Removed labels for graphing, and started generating more metrics for graph analysis. Getting betweenness is ridiculously time consuming. What I don't understand is why you have to specify a subset of the nodes in a graph, but it'll generate betweenness for the whole thing anyway. I'm looking into reducing that time, but it doesn't seem likely. We're about to start integrating the two projecst together. Candice just needs to process a bunch of the data and give me an output to start working on. In the meantime, I'm looking for easier ways to mark user interactions. A lot of really helpful functions in the library have to be ruled out simply because the graph is too large for it to be efficient.

Friday

Graphing has been all cleaned up, so now I'm working on parts of Candice's code so that we can join things together. Anna showed us some demo papers and we're probably going to write one of those. They're only 3-5 pages so it doesn't seem too difficult, but I always have a problem getting the language the right about of professional and understandable at the same time.

Tuesday

I figured out the AlchemyAPI install!
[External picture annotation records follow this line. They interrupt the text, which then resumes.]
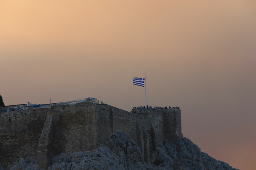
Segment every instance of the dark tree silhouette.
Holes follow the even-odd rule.
[[[5,107],[4,103],[3,101],[3,97],[0,95],[0,108],[1,107]]]

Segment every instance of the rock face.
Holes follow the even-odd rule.
[[[177,142],[164,140],[152,152],[150,162],[145,163],[134,141],[126,133],[118,132],[96,150],[54,156],[48,170],[237,170],[201,152],[186,138]],[[42,170],[35,164],[35,159],[21,159],[6,169]],[[5,169],[0,166],[2,169]]]

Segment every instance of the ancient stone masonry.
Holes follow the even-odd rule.
[[[129,112],[92,102],[1,113],[0,165],[37,155],[46,168],[53,156],[95,150],[118,131],[133,139],[149,162],[158,143],[183,138],[181,120],[177,108]]]

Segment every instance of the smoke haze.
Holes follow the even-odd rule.
[[[183,136],[233,167],[256,164],[253,0],[0,1],[6,105],[89,96],[129,111],[146,73],[152,106],[178,106]]]

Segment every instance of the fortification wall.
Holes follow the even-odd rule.
[[[0,114],[0,162],[3,165],[36,153],[46,117],[44,109]]]
[[[148,162],[157,143],[183,137],[180,110],[128,112],[88,102],[2,113],[0,164],[5,166],[17,159],[37,155],[38,164],[46,168],[53,156],[96,149],[119,131],[138,144]]]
It actually took me installing another hash library to get it all working, but I have all the words on the bad word list hashed so no one has to look at those again (some of them were really weird, and it was awkward to show someone your code and have them see a wall of foul language.) I accidentally hashed them with md5 at first and then tried to hash the other set with SHA1, so there was a weird moment where I thought I had cut off something when trying to save to file. I converted the whole thing into a class so it loads the hashed words to stack in the constructor and frees the appropriate memory in the destructor. Classes make things so easy :)

Wednesday

Solved a problem we were having where the AlchemyAPI wants to return data through stdout but we wanted to parse and only store a small part of the information. That finishes two out of the four areas we need to work on.

Thursday

Not having a standard regex library in C++ frustrates me so much. I'm making it easier on the word checker by removing punctuation and lowercasing all the letters, but removing the text in quotes is going to be really difficult without regular expressions. I'm looking into the boost libraries now, but I'm still bothered that there's no simple regex_replace() function widely available in C++.
Note: I was on family vacation from 6/30-7/7, so week 7 (and subsequent weeks) are pushed back a week.

Wednesday

I finished laying out and putting together the GUI using Qt on C++. I'm working on loading the graph right now. It's the home stretch now, I just hope we'll have enough time to connect the GUI to the back-end. That, and I hope the queries don't take forever to run.

Friday

I'm connecting the buttons and trying to figure out the order to call all the functions in. Also tweaking some of the GUI to make it more understandable.

Monday

Have some trouble getting python, R, and C++ to connect. I realize there's going to be a ton of dependencies on this... but first, I need to reoroganize the file structure so it looks like one nice package.

Wednesday

I'm basically finished with the GUI and I'm moving on to data cleaning and collection. I'm writing the parts that extract data and build the objects from mysql rows, which will be passed to Candice to analyze. We're trying to take out the python script in between and just have the C++ spit out a gml file for R to graph.

Monday

Had our last meeting with Anna today and we planned out the last two weeks. I have to finish up some work on the GUI. I just finished the database query part and sent it to Candice. We're starting on our paper now, so I started the structure of the LaTeX files (but I might just consolidate it into one file because it's not a long paper.)

Tuesday

We tried to connect content relevance today and realized it didn't fit in with the rest of our metrics. So we emailed Anna and just tried to touch up other parts of the code right now while we wait for her reply.

Wednesday

We spent most of today trying to put together all the files in preparation for transfer. So many code comments...!
This week I had to patch up a lot of leftover code. It turns out a lot of the code I had previously thought was written had been not. I spent this week writing the main.cpp, finishing up the backend, and connecting it to the GUI.